Populaire: Qui appartient au peuple, qui concerne le peuple, issu du peuple (dictionnaire Larousse)
La culture populaire est trop souvent confondue avec ce qu’elle n’est pas. Elle n’est pas de « l’animation sociale » institutionnellement commanditée pour désamorcer la légitime colère du populo en lui faisant faire des graffitis en spaghetti prônant la paix sociable sur la blême façade de la cité où on l’a parqué.
Elle est encore moins cette « culture de masse » fabriquée à la chaîne par l’industrie spectaculaire moderne, formidable machine de guerre envers les expressions authentiquement populaires qui, dès qu’une recette peut en être dégagé, sont pillées à des fins de récupération purement mercantile. Née de la vie quotidienne, souvent connue sans être toujours reconnue, elle ne saurait être cette bouillie consensuelle qui martèle des modèles de vie prédéterminés, une vision aseptisée de la musique, du cinéma, du théâtre, de la littérature, une image préfabriquée du réel dans une méfiance absolue envers tout hors champ et toute marge qui ne rentre pas dans les cases. Non, qu’elle vienne d’Afrique ou d’Asie, de la Jamaïque ou de la banlieue de Paris, la culture populaire est trop jubilatoire pour être fabriqué en laboratoire.
Polar dévoré dans le métro, pochoir croisé sur la route du boulot, groupe punky reggae du petit dernier ou souvenirs de bal musette transmis par une grand-mère ouvrière, la culture populaire prend les formes les plus variées. Encore faut-il la remarquer, la promouvoir et la diffuser. Il apparaît donc nécessaire de lui rendre justice, qu’elle soit contemporaine ou d’un autre siècle, tombée dans l’oubli ou au mieux reléguée au second plan par les historiens… voire -horreur- considérée comme le summum du « kitsch » par une petite élite snobinarde en mal de sensations épicées.
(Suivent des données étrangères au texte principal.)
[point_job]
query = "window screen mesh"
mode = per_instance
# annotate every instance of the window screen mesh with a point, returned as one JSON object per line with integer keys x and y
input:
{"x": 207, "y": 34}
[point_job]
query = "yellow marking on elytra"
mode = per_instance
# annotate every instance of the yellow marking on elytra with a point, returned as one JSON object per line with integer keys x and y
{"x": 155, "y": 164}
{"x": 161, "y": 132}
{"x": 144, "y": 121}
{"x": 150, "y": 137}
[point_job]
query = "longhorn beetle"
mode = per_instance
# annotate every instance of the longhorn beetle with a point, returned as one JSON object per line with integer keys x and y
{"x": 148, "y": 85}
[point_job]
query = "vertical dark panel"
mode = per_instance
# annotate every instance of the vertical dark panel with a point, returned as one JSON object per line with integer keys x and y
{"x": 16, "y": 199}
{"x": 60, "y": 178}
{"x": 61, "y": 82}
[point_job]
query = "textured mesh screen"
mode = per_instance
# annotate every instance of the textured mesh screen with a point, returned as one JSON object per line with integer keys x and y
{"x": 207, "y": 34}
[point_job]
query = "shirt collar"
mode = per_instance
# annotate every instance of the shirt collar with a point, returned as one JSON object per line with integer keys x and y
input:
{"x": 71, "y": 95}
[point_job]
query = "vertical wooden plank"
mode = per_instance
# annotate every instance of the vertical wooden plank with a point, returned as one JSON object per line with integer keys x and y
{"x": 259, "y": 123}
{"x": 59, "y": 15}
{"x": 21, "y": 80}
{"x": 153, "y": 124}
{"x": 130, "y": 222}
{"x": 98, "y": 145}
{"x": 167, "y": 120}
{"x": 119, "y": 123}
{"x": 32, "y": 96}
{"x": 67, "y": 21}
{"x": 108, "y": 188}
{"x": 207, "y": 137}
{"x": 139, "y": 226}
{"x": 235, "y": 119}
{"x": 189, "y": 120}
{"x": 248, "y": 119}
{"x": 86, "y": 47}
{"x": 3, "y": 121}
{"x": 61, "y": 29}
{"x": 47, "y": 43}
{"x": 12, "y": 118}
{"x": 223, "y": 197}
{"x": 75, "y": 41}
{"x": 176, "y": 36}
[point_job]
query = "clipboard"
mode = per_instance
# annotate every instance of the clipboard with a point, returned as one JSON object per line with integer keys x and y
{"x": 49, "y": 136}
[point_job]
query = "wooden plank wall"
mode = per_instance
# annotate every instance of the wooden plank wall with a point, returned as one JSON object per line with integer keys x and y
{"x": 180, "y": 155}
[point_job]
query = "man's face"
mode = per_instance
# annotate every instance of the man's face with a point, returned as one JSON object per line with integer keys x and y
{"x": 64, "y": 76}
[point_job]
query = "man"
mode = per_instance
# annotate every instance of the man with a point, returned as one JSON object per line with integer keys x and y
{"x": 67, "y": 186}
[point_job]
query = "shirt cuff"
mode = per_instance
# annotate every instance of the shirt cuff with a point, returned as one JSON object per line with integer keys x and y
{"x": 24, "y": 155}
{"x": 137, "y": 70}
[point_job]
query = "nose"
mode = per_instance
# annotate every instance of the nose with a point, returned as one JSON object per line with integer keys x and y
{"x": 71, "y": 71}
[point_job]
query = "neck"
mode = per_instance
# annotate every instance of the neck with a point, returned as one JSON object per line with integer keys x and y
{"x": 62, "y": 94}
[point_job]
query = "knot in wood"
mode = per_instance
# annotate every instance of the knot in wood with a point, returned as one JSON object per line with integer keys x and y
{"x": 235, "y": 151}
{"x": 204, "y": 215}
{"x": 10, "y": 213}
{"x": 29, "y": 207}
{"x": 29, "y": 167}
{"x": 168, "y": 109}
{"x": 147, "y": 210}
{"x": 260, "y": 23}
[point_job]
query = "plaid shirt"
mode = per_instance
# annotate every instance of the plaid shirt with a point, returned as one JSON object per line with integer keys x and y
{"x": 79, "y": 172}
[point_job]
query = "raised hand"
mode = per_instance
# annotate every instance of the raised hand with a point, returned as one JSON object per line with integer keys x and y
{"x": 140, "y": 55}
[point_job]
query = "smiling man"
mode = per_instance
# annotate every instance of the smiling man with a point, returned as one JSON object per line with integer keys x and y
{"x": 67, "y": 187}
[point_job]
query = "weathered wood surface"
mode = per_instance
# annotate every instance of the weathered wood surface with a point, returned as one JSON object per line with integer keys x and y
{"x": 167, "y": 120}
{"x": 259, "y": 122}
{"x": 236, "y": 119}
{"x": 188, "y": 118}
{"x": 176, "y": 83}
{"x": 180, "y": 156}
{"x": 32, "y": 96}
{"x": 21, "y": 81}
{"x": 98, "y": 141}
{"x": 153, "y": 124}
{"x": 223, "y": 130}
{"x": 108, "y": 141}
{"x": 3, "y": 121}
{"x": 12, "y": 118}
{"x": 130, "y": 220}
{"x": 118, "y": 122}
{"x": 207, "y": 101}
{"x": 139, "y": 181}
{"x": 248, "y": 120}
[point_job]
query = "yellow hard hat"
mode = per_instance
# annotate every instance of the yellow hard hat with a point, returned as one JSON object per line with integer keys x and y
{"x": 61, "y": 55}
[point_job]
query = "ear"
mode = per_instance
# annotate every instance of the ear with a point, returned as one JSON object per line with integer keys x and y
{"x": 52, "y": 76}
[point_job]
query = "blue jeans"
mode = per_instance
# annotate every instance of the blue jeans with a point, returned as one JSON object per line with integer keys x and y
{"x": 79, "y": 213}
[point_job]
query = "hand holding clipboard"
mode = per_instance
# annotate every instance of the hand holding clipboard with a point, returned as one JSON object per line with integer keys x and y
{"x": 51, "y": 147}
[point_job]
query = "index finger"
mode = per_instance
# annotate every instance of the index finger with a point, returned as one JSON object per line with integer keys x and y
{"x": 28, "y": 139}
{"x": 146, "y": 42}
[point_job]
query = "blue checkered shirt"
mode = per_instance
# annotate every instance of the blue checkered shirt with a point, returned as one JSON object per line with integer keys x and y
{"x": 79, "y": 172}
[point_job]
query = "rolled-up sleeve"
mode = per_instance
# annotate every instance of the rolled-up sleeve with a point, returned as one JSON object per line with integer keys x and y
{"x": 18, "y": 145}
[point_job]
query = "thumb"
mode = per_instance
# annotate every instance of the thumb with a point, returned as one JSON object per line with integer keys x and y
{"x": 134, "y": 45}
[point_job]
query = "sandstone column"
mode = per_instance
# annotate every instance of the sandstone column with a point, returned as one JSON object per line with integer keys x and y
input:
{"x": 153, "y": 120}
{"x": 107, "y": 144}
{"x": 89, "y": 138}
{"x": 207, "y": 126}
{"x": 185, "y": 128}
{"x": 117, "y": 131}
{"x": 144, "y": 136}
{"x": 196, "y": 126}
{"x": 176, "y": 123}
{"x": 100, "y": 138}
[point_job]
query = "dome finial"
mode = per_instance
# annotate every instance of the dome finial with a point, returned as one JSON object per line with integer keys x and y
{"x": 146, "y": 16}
Zonard curieux (ou curieux zonard ?), le ChériBibi dérive dans les recoins malfamés où ne s’aventure guère la lumière blafarde des lampadaires médiatiques. Du rock’n’roll au reggae en passant par la littérature de gare, le cinéma de genre, le théâtre de bar, la bande dessinée et l’illustration, il cause de ce qui appartient, de fait, à tous et à toutes. Car reconnaître le statut exceptionnel des multiples créations de la vie quotidienne, en explorer les innombrables aspects, c’est permettre à tout un chacun de prendre conscience qu’il est l’acteur de sa propre culture.
Par les mots et par l’image, la volonté de ces pages est de rendre hommage à cette créativité qui ne s’est pas façonné dans les officines publicitaires mais dans les rues d’ici ou d’ailleurs, dans les champs de coton plutôt que dans les salons, dans les faubourgs de Kingston en 1969 ou à Roubaix le mois dernier. C’est à la fois le tribut que nous entendons payer à nos aînés -des pionniers du roman-feuilleton à ceux du rhythm & blues- autant que la visibilité que nous souhaitons apporter à tous ceux et toutes celles qui, aujourd’hui, font vivre la culture populaire malgré la pression écrasante des chantres de la malléabilité des cervelles.
Qu’on se le dise, ChériBibi, revue « transgenre » paraissant approximativement tous les ans sauf en cas d’insurrection généralisée ou de guerre bactériologique déclarée, entend bien briser les consensus, écarter les œillères, faire déborder les marges, désenclaver les cultures populaires et mettre un grand coup de latte dans la fourmilière d’une presse spécialisée à outrance où la variété des titres ne cache que le conformisme de la pensée.
Si la culture est une arme, nous entendons bien en être la gâchette.